When should I go?
August and September are the most in-demand months, due to the weather and also the festival, and prices reflect that. In June and July, you can avoid the crowds, but also the bad weather, which can be a tad chilly in winter, to say the least.
Our picks in the city
Edinburgh Fringe Festival
The world’s largest arts festival lasts 25 days in August, and in 2017 put on over 50,000 in just over 3 weeks. The festival totally takes over the city during these days, and takes over the party, pub and club scene at night. Comedy, drama, music, cabaret, and performance of any kind, all in quantities (and quality) you’ve never seen before.
This insane fortress sits atop a huge rock, and has done so since 1100AD. Its incredible history of betrayal, blood, and kilts can’t be done justice in this blurb. But the view alone should be enough to persuade the intrepid traveler.
This refreshing 263-acre patch of green in a city of stone is where the Kings of old would come hunting. Climb up to Arthur’s Seat, Edinburgh’s highest point at 251m to really get a look at what a unique city it is.
Our picks around the city
It’s a 4 hour bus ride there, but good things come to those who wait. It’s quite serenity at the water’s edge and sights to behold as far as the eye can see. Photos of the Loch Ness Monster are not guaranteed (he’s notoriously camera shy).

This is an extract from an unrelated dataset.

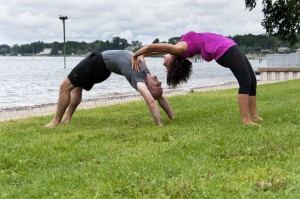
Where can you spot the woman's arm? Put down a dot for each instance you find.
(163, 102)
(160, 48)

Scotland’s most beautiful church has grown in popularity in recent years since it was featured as a setting in Dan Brown’s The Da Vinci Code. It’s been standing for about 600 years. In the vaults below are said to contain artefacts such as the Holy Grail, the head of John the Baptist, or even Jesus Christ’s resting place.
Dalkeith Country Park
Not far outside of the city you’ll find this lovely old house and its glorious 400-hectare oak woodland estate, freshly renovated thanks to a recent £7m investment. Featuring Scotland’s biggest outdoor adventure playground, this is one for kids both big and small.